I can’t help it.  Healthy is not my default all the time.  I can’t be virtuous, I love hot dogs and bacon too much.  And cupcakes.  Eating wholesomely 24/7 makes me want to dive into a vat of mac-n-cheese.  Boxed mac-n-cheese.  Mea culpa, nutrition gods. 

But the thing is, I keep flirting with the idea of living wholesomely.  My pie-in-the-sky idea is to become a domestic goddess who cans fruit in her country cottage (Thanks, Grandma.  I love you, Martha Stewart).  That flirtation is based on one cookbook:  Laurel’s Kitchen.  This was a staple in my mom’s cookbook collection.  She has the old version in paperback.  It is still kickin’ around, but I doubt she uses it anymore.  She brought me down a copy with her last visit.  I have flirted with other cookbooks along these lines, like the More-With-Less Cookbook and Diet for a Small Planet.  Plus all those numerous Moosewood cookbooks. But Laurel’s Kitchen gives good story.  Good atmosphere.  Good philosophy.  You want to be in her kitchen baking bread with her and talking about the merits of this bean versus that bean.  I obsessively read this book one summer at the Madison-Bouckville Antiques Show while helping out on Mom’s set up.  It had me in its whole-grain grip. 

I still have a crapload of whole-wheat flour in my fridge from making that pizza.  Its gonna go bad soon.  I was hemming and hawing this past week.  How can I use it up the fastest?  I immediately thought of Laurel’s Kitchen and her recipe for whole-grain bread.  It takes 6 CUPS!

But I did mention my impatience with yeasty processes, right?  I have made bread from this cookbook before, and it came out a dense football.  Ugh.  So what else?  What else can I make?   

Paging through the book, I noticed a recipe for chapathis.  Ok.  No yeasty process. It doesn’t use all the flour up, but I can make crackers and tortillas later on.  I have never made those either.  Who has ever made crackers?  Anyone?  A show of hands? 

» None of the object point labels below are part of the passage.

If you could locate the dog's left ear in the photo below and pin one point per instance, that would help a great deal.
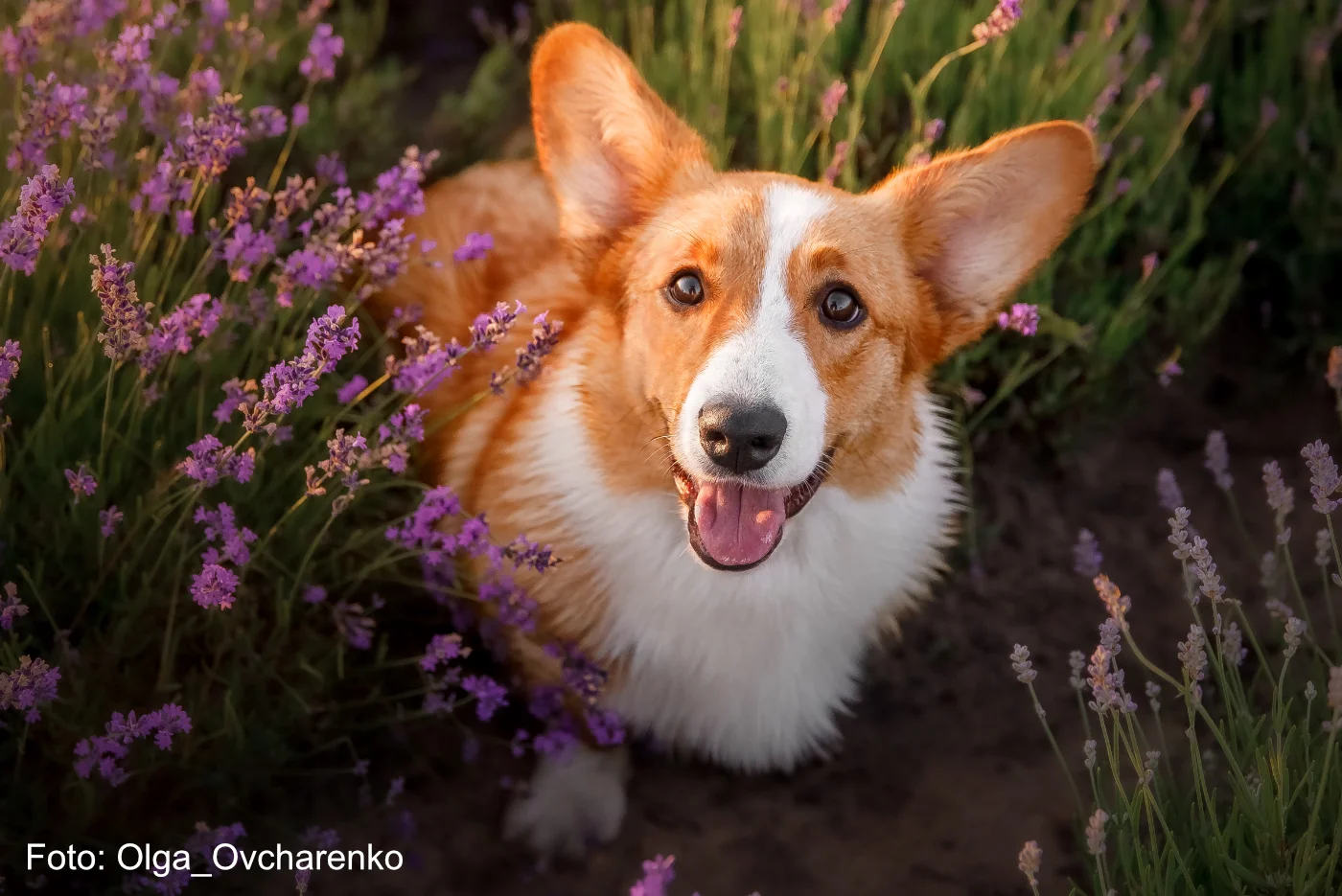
(976, 224)
(611, 149)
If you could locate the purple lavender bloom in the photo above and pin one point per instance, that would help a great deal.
(326, 338)
(999, 22)
(475, 247)
(214, 586)
(10, 356)
(123, 314)
(393, 436)
(427, 362)
(11, 607)
(197, 314)
(245, 248)
(490, 329)
(109, 519)
(657, 876)
(831, 98)
(170, 721)
(324, 50)
(545, 335)
(1023, 318)
(29, 685)
(351, 389)
(489, 695)
(81, 482)
(51, 113)
(1324, 476)
(221, 524)
(1086, 556)
(40, 203)
(211, 460)
(399, 194)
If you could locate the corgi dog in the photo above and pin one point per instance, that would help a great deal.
(734, 447)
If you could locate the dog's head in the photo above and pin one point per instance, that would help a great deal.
(782, 329)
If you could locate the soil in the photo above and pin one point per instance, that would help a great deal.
(945, 770)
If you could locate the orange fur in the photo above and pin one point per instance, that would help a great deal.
(621, 198)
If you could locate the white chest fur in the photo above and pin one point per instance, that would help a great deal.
(745, 668)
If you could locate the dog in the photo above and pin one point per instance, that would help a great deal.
(734, 446)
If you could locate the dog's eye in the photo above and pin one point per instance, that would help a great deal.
(686, 288)
(842, 309)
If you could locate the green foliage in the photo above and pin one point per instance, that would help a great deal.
(1235, 784)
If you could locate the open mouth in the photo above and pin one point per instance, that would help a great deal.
(734, 526)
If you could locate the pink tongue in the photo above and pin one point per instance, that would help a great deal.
(738, 524)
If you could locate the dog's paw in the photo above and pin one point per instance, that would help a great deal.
(570, 802)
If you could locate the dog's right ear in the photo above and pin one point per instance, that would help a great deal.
(611, 149)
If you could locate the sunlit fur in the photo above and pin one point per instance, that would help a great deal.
(748, 668)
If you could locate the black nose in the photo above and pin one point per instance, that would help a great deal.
(741, 438)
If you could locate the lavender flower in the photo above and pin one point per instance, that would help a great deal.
(545, 335)
(40, 201)
(657, 875)
(81, 482)
(490, 329)
(734, 26)
(11, 607)
(50, 113)
(1218, 460)
(1023, 318)
(29, 687)
(1192, 654)
(1096, 832)
(1294, 632)
(10, 356)
(489, 695)
(211, 460)
(475, 247)
(999, 22)
(123, 314)
(1086, 556)
(109, 519)
(831, 98)
(324, 50)
(1022, 665)
(1324, 476)
(1030, 859)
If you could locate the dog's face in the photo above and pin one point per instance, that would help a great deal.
(774, 322)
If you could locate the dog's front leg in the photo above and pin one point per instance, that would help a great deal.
(570, 802)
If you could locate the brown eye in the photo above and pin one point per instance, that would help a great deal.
(842, 309)
(686, 288)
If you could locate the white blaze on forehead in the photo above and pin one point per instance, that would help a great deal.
(767, 361)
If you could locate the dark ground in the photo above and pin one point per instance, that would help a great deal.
(945, 770)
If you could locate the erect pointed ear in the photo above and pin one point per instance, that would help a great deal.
(611, 149)
(976, 224)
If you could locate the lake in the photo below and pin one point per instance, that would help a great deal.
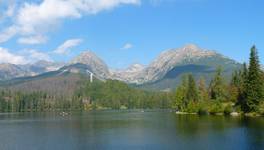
(129, 130)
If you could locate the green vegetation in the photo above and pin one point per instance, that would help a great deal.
(243, 94)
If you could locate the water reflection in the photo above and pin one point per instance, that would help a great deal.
(129, 130)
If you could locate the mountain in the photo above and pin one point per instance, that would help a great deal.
(10, 71)
(63, 82)
(95, 64)
(166, 71)
(129, 74)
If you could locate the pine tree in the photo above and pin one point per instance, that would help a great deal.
(203, 93)
(192, 92)
(180, 95)
(254, 83)
(217, 87)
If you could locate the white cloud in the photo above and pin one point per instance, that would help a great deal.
(34, 55)
(7, 57)
(38, 18)
(22, 57)
(65, 48)
(38, 39)
(127, 46)
(8, 33)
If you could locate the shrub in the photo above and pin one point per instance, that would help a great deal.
(215, 107)
(228, 109)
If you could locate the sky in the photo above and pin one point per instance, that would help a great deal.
(123, 32)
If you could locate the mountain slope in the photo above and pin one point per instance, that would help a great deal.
(165, 72)
(95, 64)
(62, 82)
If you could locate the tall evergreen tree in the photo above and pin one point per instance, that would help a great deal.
(218, 87)
(203, 93)
(254, 83)
(192, 92)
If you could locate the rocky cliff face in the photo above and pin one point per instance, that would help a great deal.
(129, 74)
(97, 66)
(166, 61)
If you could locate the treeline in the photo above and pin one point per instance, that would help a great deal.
(110, 94)
(114, 94)
(244, 94)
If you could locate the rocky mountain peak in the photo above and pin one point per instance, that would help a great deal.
(97, 65)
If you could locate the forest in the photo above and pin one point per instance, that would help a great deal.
(244, 94)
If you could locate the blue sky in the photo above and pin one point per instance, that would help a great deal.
(122, 32)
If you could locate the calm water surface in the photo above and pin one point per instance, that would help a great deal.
(134, 130)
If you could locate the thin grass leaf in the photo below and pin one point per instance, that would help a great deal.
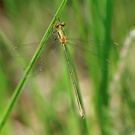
(18, 90)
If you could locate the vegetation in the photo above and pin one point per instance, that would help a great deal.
(46, 105)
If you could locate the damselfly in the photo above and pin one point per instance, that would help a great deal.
(98, 60)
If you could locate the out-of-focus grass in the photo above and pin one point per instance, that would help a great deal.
(44, 106)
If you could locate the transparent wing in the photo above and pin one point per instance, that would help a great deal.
(95, 53)
(26, 52)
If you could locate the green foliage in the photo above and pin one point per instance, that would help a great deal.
(46, 105)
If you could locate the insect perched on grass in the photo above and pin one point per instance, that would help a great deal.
(100, 61)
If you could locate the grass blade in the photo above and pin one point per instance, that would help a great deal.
(19, 88)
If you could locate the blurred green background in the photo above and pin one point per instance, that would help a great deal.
(45, 106)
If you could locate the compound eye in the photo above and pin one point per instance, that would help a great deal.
(63, 24)
(55, 26)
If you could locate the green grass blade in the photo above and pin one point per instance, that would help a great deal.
(28, 69)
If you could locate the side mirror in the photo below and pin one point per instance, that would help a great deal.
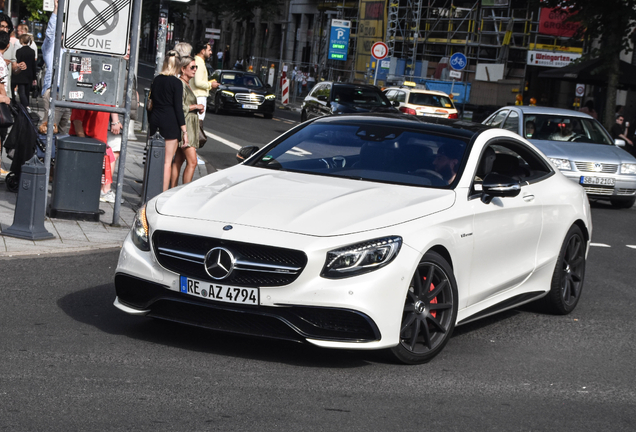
(245, 152)
(497, 185)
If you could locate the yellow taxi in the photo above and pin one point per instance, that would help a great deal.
(416, 100)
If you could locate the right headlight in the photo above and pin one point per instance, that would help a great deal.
(140, 230)
(361, 258)
(562, 164)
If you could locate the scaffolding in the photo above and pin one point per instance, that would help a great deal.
(432, 30)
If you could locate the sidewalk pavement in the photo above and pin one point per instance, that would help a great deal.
(77, 236)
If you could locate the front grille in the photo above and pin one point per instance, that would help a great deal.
(591, 167)
(623, 191)
(256, 265)
(595, 190)
(286, 322)
(249, 98)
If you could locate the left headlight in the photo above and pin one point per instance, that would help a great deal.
(140, 230)
(628, 168)
(361, 258)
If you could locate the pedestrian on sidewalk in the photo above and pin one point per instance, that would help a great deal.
(4, 44)
(200, 85)
(166, 111)
(187, 150)
(116, 125)
(25, 79)
(62, 115)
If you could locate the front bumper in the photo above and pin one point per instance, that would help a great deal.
(624, 187)
(362, 312)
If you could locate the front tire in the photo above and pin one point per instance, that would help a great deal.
(430, 311)
(568, 276)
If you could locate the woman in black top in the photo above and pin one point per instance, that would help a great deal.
(24, 79)
(166, 115)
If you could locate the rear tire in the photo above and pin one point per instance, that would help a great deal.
(623, 202)
(569, 274)
(430, 311)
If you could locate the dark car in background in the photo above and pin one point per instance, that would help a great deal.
(241, 92)
(328, 98)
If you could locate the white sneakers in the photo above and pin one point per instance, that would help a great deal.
(108, 197)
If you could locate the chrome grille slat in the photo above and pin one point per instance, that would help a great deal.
(249, 98)
(255, 265)
(589, 167)
(598, 191)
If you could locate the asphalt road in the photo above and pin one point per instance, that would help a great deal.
(72, 361)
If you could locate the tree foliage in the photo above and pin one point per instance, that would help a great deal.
(612, 23)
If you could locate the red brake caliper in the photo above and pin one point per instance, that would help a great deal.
(434, 301)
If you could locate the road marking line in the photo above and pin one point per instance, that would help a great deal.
(223, 141)
(599, 245)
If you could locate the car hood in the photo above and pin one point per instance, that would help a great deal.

Anyway, I tried out the chapathis.  They didn’t come out like I thought they would.  They came out like giant wheat crackers.  I made crackers after all!  I tried all sorts of things, rolling thinner, turning up the heat, turning down the heat, etc.  I wanted to run out and kidnap a passing Indian grandmother. 

Looking on the internet, I saw images of chapathis ROLLED around food. This cookbook is laughing at me once again.  Nyah-nyah, go make a recipe from Rachael Ray, you suck.

But I have never had so much fun making something that turned out wrong.  All I ever see on food blogs are the recipes that turn out lusciously correct with the requisite food porn photos.  I am breaking the rules, mwahaha!!! And I am delighting in it!  Here is my little photo documentary:

My first puff.

Multiple puffs. I am starting to feel like Puff Mommy.

Too many burns for my taste.

Is it going to puff?

Puff already!!!

Mr. Big Puff

Puff schnozz.  I look like a Muppet.

I hope you enjoyed my pufftacle!  Now to figure out dinner.